Multi-student Diffusion Distillation for Better One-step Generators

Authors: Yanke Song, Jonathan Lorraine, Weili Nie, Karsten Kreis, James Lucas

Abstract: Diffusion models achieve high-quality sample generation at the cost of a
lengthy multistep inference procedure. To overcome this, diffusion distillation
techniques produce student generators capable of matching or surpassing the
teacher in a single step. However, the student model’s inference speed is
limited by the size of the teacher architecture, preventing real-time
generation for computationally heavy applications. In this work, we introduce
Multi-Student Distillation (MSD), a framework to distill a conditional teacher
diffusion model into multiple single-step generators. Each student generator is
responsible for a subset of the conditioning data, thereby obtaining higher
generation quality for the same capacity. MSD trains multiple distilled
students, allowing smaller sizes and, therefore, faster inference.

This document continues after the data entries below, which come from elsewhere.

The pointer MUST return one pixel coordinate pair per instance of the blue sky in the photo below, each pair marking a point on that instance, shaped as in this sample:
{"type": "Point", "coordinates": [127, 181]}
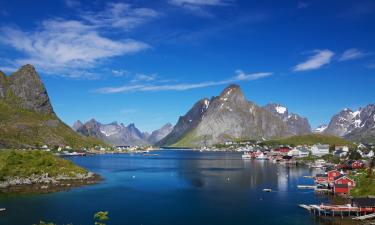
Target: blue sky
{"type": "Point", "coordinates": [148, 62]}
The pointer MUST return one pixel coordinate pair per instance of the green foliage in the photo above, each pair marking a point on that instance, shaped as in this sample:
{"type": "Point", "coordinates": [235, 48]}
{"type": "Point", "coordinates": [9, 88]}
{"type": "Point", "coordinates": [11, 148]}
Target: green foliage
{"type": "Point", "coordinates": [26, 163]}
{"type": "Point", "coordinates": [310, 139]}
{"type": "Point", "coordinates": [20, 127]}
{"type": "Point", "coordinates": [365, 183]}
{"type": "Point", "coordinates": [354, 155]}
{"type": "Point", "coordinates": [100, 218]}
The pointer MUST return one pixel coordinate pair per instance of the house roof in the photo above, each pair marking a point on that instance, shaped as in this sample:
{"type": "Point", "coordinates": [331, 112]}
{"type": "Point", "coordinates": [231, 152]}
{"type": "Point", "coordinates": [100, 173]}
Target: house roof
{"type": "Point", "coordinates": [341, 186]}
{"type": "Point", "coordinates": [342, 176]}
{"type": "Point", "coordinates": [363, 202]}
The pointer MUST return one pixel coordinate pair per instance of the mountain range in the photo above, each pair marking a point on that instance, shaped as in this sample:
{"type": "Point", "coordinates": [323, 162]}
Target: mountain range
{"type": "Point", "coordinates": [230, 116]}
{"type": "Point", "coordinates": [356, 125]}
{"type": "Point", "coordinates": [120, 135]}
{"type": "Point", "coordinates": [27, 118]}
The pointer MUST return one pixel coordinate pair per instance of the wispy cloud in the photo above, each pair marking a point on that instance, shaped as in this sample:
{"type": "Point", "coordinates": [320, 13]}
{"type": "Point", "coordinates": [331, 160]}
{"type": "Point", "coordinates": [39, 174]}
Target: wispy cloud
{"type": "Point", "coordinates": [144, 77]}
{"type": "Point", "coordinates": [198, 7]}
{"type": "Point", "coordinates": [240, 76]}
{"type": "Point", "coordinates": [72, 3]}
{"type": "Point", "coordinates": [72, 47]}
{"type": "Point", "coordinates": [317, 60]}
{"type": "Point", "coordinates": [352, 54]}
{"type": "Point", "coordinates": [302, 5]}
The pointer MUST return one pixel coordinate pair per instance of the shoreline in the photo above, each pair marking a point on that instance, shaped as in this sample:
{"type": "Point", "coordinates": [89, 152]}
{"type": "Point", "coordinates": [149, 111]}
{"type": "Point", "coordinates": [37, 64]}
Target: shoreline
{"type": "Point", "coordinates": [33, 185]}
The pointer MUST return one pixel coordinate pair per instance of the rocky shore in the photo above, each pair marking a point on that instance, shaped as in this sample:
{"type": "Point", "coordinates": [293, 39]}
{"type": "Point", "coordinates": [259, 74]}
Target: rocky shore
{"type": "Point", "coordinates": [45, 184]}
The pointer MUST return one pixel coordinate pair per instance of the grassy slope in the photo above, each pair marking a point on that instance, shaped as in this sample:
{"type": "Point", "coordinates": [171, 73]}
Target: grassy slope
{"type": "Point", "coordinates": [365, 184]}
{"type": "Point", "coordinates": [310, 139]}
{"type": "Point", "coordinates": [25, 163]}
{"type": "Point", "coordinates": [19, 127]}
{"type": "Point", "coordinates": [186, 141]}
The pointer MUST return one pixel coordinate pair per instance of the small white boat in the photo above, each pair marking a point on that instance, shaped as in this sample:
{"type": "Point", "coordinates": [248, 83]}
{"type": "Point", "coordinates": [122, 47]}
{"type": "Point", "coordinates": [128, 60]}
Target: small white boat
{"type": "Point", "coordinates": [262, 157]}
{"type": "Point", "coordinates": [246, 155]}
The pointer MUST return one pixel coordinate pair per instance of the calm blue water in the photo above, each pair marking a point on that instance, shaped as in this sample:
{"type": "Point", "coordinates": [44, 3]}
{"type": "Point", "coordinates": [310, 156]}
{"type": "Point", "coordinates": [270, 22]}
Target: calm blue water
{"type": "Point", "coordinates": [176, 187]}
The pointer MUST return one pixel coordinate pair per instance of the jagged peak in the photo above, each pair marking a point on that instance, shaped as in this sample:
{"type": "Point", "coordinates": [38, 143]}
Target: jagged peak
{"type": "Point", "coordinates": [230, 90]}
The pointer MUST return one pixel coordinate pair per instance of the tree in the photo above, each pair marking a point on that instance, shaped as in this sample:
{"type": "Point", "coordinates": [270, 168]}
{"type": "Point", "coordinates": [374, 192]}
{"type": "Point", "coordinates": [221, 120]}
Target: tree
{"type": "Point", "coordinates": [100, 218]}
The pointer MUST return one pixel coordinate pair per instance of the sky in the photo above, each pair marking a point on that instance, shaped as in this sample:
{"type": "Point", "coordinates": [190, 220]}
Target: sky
{"type": "Point", "coordinates": [148, 62]}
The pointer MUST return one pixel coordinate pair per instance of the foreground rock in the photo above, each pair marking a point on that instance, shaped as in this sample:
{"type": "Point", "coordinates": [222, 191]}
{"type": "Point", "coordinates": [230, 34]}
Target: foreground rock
{"type": "Point", "coordinates": [46, 184]}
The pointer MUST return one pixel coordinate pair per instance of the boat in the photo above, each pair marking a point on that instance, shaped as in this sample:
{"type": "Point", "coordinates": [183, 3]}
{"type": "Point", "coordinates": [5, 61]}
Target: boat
{"type": "Point", "coordinates": [246, 155]}
{"type": "Point", "coordinates": [320, 163]}
{"type": "Point", "coordinates": [262, 157]}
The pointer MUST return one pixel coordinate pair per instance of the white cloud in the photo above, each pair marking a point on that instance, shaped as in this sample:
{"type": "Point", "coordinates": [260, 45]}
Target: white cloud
{"type": "Point", "coordinates": [144, 77]}
{"type": "Point", "coordinates": [320, 58]}
{"type": "Point", "coordinates": [198, 6]}
{"type": "Point", "coordinates": [351, 54]}
{"type": "Point", "coordinates": [120, 15]}
{"type": "Point", "coordinates": [72, 3]}
{"type": "Point", "coordinates": [74, 47]}
{"type": "Point", "coordinates": [241, 76]}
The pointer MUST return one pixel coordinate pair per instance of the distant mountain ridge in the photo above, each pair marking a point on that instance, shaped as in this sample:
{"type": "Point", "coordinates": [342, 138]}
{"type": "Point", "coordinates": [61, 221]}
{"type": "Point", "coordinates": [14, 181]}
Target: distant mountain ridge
{"type": "Point", "coordinates": [354, 125]}
{"type": "Point", "coordinates": [225, 117]}
{"type": "Point", "coordinates": [27, 118]}
{"type": "Point", "coordinates": [297, 125]}
{"type": "Point", "coordinates": [118, 134]}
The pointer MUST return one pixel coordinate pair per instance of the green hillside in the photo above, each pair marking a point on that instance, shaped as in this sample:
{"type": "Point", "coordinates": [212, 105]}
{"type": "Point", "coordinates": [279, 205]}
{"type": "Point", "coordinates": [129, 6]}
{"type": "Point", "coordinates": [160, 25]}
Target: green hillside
{"type": "Point", "coordinates": [20, 128]}
{"type": "Point", "coordinates": [310, 139]}
{"type": "Point", "coordinates": [23, 164]}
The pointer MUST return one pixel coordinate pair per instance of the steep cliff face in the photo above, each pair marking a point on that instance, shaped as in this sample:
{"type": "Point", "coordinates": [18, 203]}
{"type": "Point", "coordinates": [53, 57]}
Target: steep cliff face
{"type": "Point", "coordinates": [119, 134]}
{"type": "Point", "coordinates": [27, 118]}
{"type": "Point", "coordinates": [297, 125]}
{"type": "Point", "coordinates": [357, 125]}
{"type": "Point", "coordinates": [28, 88]}
{"type": "Point", "coordinates": [226, 117]}
{"type": "Point", "coordinates": [186, 123]}
{"type": "Point", "coordinates": [161, 133]}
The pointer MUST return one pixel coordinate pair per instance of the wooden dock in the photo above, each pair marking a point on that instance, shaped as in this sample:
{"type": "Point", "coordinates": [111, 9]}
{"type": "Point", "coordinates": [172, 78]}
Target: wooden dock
{"type": "Point", "coordinates": [306, 186]}
{"type": "Point", "coordinates": [365, 217]}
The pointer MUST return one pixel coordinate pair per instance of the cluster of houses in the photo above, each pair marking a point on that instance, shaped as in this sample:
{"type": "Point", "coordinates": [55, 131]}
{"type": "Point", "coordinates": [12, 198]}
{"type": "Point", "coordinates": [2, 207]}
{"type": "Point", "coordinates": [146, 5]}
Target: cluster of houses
{"type": "Point", "coordinates": [335, 181]}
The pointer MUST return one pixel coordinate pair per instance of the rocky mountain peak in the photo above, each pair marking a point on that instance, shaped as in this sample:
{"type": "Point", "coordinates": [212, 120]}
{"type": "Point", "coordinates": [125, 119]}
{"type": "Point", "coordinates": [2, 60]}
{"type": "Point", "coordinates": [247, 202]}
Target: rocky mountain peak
{"type": "Point", "coordinates": [78, 124]}
{"type": "Point", "coordinates": [232, 93]}
{"type": "Point", "coordinates": [3, 82]}
{"type": "Point", "coordinates": [297, 125]}
{"type": "Point", "coordinates": [26, 85]}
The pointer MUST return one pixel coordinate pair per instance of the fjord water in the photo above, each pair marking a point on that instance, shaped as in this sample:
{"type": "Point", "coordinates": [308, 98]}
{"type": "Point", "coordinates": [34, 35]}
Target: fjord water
{"type": "Point", "coordinates": [175, 187]}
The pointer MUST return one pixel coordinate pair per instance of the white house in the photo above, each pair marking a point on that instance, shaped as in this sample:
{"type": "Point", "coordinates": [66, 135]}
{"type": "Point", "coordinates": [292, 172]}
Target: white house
{"type": "Point", "coordinates": [342, 147]}
{"type": "Point", "coordinates": [299, 152]}
{"type": "Point", "coordinates": [320, 150]}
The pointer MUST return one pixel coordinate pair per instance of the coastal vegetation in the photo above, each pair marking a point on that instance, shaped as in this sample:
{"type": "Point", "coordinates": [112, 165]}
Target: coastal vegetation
{"type": "Point", "coordinates": [309, 139]}
{"type": "Point", "coordinates": [365, 183]}
{"type": "Point", "coordinates": [17, 163]}
{"type": "Point", "coordinates": [22, 128]}
{"type": "Point", "coordinates": [100, 218]}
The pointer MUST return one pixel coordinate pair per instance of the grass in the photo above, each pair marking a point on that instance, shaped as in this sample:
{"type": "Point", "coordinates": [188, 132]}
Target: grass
{"type": "Point", "coordinates": [23, 164]}
{"type": "Point", "coordinates": [21, 128]}
{"type": "Point", "coordinates": [310, 139]}
{"type": "Point", "coordinates": [365, 184]}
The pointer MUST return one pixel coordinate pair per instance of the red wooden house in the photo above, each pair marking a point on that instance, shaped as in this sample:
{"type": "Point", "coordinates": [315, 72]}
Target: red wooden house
{"type": "Point", "coordinates": [343, 185]}
{"type": "Point", "coordinates": [332, 174]}
{"type": "Point", "coordinates": [321, 178]}
{"type": "Point", "coordinates": [282, 150]}
{"type": "Point", "coordinates": [357, 165]}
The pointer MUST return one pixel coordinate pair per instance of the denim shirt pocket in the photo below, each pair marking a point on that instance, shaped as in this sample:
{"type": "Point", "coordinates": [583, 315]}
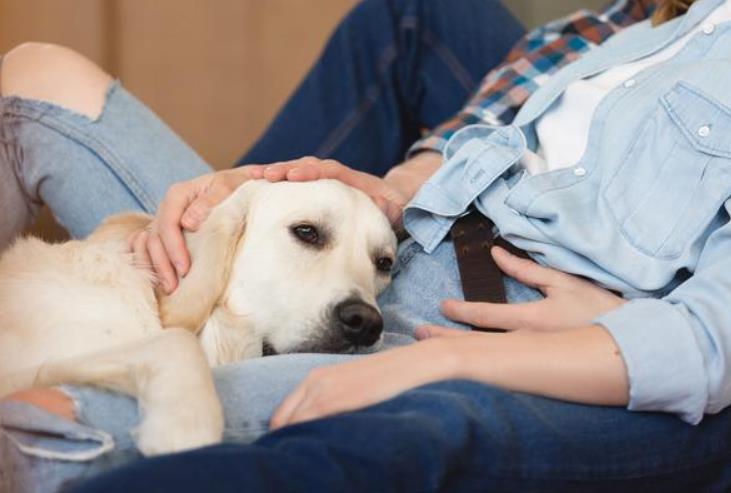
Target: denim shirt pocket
{"type": "Point", "coordinates": [675, 175]}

Also, MSD
offers a lightweight quality boost over single-student distillation with the
same architecture. We demonstrate MSD is effective by training multiple
same-sized or smaller students on single-step distillation using distribution
matching and adversarial distillation techniques. With smaller students, MSD
gets competitive results with faster inference for single-step generation.
Using 4 same-sized students, MSD sets a new state-of-the-art for one-step image
generation: FID 1.20 on ImageNet-64×64 and 8.20 on zero-shot COCO2014.